(1985)
Dir - Carlo Vanzina
Overall: MEH
Interestingly, the writer/director team of Enrico and Carlo Vanzina deliberately stylized Nothing Underneath, (Sotto il vestito niente, Pele nua, Où est passée Jessica, Modelmordene, The Last Shot, Mannekiinimurhaaja), as a Brian de Palma-esque giallo, which was a genre that de Palma himself adapted a handful of times across the Atlantic. Bringing it back to home base, the film takes place in Milan, concerns a pair of psychically connected siblings, has plenty of T&A, and revolves around the fashion industry where a guy witnesses his sister being murdered via supernatural mental images and then travels to discover the killer. Donald Pleasence also shows up to eat spaghetti at a Wendy's and talk in an Italian accent as the head police inspector, so he at least interjects some life into an otherwise pedestrian offering. The movie was originally to be an adaptation of Paolo Pietroni's novel of the same name, (with famed filmmaker Michelangelo Antonioni of all people at the helm), but it eventually fell into the Vanzina brother's hands, with screenwriter Franco Ferrini allegedly reconfiguring the script from scratch. In any event, it disguises its exploitative nature to a point, but all of the elements are merely competently rehashed, so it has little going for it in the end.
(1988)
Dir - Dario Piana
Overall: MEH
The full-length debut from TV commercial director Dario Piana, Too Beautiful to Die, (Sotto il vestito niente II), lumped itself in with Carlo Vanzina's 1985's erotic thriller Nothing Underneath, but like many Italian films which were haphazardly thrown into a franchise after the fact, (and in this case, a franchise that does not exist), it bares little resemblance to Vanzina's aforementioned giallo.
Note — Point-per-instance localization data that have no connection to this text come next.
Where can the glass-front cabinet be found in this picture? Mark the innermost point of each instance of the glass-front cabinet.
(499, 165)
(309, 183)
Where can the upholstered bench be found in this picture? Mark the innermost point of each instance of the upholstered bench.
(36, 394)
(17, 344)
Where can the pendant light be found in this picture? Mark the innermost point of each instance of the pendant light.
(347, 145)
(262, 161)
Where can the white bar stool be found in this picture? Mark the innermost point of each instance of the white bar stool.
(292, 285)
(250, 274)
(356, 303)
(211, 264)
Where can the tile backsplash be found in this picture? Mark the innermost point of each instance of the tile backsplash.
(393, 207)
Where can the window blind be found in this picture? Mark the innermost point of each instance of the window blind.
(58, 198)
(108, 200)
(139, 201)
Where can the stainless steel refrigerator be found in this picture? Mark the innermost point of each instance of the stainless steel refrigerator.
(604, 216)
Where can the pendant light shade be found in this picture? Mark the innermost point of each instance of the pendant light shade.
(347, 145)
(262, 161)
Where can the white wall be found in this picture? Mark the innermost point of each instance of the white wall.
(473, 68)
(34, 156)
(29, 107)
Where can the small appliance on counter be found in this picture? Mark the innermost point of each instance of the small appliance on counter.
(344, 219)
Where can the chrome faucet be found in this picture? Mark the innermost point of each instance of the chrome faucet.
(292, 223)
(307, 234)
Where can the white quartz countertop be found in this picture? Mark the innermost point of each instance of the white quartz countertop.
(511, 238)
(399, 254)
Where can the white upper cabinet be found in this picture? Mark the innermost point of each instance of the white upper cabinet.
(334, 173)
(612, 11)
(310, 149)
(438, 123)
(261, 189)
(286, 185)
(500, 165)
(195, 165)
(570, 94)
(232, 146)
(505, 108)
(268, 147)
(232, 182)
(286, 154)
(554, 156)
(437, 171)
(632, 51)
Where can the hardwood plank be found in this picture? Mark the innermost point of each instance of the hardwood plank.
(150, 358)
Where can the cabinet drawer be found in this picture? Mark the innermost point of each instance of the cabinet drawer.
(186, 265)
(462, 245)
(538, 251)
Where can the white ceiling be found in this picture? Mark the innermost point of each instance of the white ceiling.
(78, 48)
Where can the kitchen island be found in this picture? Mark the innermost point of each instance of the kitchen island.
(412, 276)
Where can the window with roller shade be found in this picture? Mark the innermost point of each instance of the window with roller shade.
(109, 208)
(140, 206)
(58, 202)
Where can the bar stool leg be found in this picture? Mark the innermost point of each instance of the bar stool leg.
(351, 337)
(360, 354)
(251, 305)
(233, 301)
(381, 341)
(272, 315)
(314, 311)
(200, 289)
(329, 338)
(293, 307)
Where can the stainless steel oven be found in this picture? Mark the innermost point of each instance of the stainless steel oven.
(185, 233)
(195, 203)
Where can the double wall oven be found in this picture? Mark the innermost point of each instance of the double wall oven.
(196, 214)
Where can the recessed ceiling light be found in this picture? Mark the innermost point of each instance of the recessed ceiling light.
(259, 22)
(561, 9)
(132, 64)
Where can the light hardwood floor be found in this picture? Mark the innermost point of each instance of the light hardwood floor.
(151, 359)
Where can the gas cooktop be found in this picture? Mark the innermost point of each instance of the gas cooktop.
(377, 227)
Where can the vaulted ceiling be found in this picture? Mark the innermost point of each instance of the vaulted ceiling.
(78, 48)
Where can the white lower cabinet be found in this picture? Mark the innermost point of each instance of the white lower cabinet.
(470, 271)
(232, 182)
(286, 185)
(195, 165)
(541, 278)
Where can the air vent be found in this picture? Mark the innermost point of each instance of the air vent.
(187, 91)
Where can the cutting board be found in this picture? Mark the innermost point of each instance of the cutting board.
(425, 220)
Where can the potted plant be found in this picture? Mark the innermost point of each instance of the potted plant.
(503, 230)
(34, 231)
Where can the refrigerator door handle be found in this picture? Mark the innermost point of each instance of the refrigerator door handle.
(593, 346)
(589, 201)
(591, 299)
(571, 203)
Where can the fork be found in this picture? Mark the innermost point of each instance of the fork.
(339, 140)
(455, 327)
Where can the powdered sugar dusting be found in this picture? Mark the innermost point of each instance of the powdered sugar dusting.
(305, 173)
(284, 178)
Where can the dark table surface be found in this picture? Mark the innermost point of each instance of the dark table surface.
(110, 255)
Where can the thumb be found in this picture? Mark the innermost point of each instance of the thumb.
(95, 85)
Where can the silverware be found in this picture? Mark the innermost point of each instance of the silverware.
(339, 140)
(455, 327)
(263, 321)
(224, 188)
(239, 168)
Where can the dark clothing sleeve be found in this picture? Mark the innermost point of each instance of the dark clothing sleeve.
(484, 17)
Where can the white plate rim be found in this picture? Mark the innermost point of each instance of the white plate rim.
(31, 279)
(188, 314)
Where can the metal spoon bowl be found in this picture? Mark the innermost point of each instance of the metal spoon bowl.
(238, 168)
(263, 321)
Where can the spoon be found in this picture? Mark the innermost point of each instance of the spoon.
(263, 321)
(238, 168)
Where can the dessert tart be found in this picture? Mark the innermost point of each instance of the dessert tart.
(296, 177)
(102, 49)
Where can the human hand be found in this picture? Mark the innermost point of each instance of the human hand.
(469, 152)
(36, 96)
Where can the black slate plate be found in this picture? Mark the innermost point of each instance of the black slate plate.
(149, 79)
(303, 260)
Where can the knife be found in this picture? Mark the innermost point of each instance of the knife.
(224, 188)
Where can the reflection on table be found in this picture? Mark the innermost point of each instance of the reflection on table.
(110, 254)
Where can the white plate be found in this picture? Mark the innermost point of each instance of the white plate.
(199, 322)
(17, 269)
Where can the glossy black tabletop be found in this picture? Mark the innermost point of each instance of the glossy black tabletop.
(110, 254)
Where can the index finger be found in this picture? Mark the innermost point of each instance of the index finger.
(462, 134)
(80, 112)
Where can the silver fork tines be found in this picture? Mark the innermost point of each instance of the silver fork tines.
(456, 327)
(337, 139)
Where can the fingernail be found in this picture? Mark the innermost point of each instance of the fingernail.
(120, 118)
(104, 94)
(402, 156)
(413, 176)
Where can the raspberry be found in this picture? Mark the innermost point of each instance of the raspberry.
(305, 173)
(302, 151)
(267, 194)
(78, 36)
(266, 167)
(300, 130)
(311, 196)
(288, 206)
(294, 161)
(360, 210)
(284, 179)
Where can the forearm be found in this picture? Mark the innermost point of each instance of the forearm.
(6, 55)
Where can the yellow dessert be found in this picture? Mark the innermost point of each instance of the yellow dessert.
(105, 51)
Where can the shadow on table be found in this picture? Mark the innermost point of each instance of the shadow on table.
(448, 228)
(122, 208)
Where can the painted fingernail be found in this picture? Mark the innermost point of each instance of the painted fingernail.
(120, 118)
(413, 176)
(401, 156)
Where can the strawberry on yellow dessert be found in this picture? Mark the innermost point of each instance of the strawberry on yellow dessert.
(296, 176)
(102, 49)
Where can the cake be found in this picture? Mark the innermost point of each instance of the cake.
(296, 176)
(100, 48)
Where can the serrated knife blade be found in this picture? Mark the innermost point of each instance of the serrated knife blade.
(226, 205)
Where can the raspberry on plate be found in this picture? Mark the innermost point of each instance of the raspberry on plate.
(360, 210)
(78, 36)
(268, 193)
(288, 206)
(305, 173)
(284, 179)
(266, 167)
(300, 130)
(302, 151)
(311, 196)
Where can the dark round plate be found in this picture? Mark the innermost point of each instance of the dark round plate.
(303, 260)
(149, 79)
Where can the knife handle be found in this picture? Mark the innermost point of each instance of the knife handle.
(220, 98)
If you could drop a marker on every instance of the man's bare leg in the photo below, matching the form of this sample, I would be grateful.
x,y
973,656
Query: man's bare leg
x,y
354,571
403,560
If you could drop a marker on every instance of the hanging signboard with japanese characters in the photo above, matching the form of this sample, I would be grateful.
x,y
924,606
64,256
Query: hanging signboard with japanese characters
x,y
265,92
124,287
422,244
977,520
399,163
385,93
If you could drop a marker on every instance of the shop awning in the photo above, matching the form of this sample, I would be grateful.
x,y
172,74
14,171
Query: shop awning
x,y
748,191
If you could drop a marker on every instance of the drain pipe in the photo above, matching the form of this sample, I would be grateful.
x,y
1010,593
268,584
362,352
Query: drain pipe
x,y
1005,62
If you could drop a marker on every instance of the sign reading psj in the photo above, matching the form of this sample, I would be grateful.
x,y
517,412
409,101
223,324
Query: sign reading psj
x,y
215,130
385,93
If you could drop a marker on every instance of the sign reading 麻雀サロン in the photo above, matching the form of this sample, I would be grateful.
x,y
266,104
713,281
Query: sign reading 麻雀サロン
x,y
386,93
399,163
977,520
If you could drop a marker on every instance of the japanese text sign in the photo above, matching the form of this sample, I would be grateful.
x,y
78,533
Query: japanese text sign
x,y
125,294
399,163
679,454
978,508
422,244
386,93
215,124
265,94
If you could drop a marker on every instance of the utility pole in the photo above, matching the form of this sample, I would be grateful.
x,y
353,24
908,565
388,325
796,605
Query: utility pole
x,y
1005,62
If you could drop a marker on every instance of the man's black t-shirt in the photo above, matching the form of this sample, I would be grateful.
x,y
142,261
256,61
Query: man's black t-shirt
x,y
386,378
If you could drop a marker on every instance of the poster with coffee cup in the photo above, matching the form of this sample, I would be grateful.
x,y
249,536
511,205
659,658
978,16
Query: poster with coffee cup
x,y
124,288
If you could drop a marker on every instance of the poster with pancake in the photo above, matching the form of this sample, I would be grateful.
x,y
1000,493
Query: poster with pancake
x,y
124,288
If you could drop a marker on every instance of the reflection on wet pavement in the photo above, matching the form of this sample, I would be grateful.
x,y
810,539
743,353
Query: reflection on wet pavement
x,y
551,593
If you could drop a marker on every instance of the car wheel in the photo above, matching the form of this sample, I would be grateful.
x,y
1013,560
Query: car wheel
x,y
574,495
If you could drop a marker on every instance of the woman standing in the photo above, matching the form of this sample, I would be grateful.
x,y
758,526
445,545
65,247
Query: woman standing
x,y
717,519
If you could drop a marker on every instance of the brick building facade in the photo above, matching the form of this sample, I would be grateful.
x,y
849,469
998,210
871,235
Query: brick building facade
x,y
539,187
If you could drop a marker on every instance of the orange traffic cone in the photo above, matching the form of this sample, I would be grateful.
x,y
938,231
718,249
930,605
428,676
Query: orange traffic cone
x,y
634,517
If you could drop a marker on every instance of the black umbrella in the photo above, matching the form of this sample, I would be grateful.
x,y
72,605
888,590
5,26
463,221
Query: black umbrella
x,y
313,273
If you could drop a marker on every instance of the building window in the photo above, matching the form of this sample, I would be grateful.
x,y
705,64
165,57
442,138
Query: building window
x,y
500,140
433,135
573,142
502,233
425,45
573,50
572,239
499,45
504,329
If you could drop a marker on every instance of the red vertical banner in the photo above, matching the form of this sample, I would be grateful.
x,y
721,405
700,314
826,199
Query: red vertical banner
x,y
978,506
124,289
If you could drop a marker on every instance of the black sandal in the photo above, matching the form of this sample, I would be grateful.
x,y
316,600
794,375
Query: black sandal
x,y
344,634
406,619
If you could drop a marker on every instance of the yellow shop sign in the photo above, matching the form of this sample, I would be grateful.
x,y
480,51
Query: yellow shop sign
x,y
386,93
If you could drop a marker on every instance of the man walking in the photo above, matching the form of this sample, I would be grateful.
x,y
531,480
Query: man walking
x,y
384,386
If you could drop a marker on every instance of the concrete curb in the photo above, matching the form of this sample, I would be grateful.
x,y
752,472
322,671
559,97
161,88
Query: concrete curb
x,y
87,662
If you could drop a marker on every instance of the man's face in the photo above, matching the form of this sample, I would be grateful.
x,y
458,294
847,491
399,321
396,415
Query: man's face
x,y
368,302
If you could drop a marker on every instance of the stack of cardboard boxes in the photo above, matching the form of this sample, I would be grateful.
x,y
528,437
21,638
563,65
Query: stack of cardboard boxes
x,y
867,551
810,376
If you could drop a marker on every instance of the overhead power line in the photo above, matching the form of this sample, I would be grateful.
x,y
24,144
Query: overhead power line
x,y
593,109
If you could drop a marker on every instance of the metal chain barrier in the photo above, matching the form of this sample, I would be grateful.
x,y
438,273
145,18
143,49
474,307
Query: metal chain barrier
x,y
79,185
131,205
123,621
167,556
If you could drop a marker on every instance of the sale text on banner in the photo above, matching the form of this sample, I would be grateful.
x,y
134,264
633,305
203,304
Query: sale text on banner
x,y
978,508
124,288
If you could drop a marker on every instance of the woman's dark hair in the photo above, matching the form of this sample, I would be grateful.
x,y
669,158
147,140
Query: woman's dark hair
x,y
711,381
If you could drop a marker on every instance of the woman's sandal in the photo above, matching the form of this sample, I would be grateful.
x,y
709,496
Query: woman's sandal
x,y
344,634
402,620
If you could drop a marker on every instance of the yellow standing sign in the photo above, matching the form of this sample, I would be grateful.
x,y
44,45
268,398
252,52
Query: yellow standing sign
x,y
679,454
It still revolves around the fashion industry and has a police inspector trying to track down the killer, but countless other Euro slashers adhered to a similar jumping off point going all the way back to Mario Bava's Blood and Black Lace. The details here are lazily fleshed out, as if Piana and his co-screenwriters were just going on autopilot and throwing in whatever merely serviceable plot nonsense they could in order to tie together one slow montage after the other. On that note, the film is plenty stylish, featuring wet models in Max Max/Rollerball gear doing heaven knows what while the bad guy goes around slicing people up with a nifty medieval-styled device. Nudity, some steamy saxophone music, flashy colors, and dark warehouses provide the alluring scenery, (also a guy plays an Atari-styled porno game on his computer at one point), but the story is instantly forgettable, the dubbing of course sucks, and the kill scenes are both lame and infrequent.
(1989)
Dir - Stelvio Massi
Overall: WOOF
To sum up what kind of giallo Stelvio Massi/Max Steel's Arabella Black Angel, (Arabella l'angelo nero), is, a woman willingly goes into a castle with S&M practitioners having sex, she gets yelled at for not charging money like the rest of them do, then a cop bends her over her car and asks her "Didn't anyone ever tell you its illegal to be a whore in this country?', followed by said cop raping her on said car. Oh, and he rapes her again within the next ten minutes and then gets killed. The proceeding hour and some change of this gutter-level Euro-sleaze continues in a similar vein where naked women cry while being degraded in some capacity, and then someone keeps easily stabbing people to death with a pair of scissors. Sometimes the nakedness and the fornication is consensual, but the murder, (and particularly the genital mutilation), naturally never is. Who any of these people are and why they are all either assholes or emotionally and physically battered women does not seem to be of any importance. Going through the debauchery motions in the laziest manner possible does seem to be of importance. Massi had a steady body of exploitation on his resume at this point and had also been a cinematographer on a hefty amount of equally-to-less gaudy movies, but this would be a bottom-barrel entry on anyone's filmography.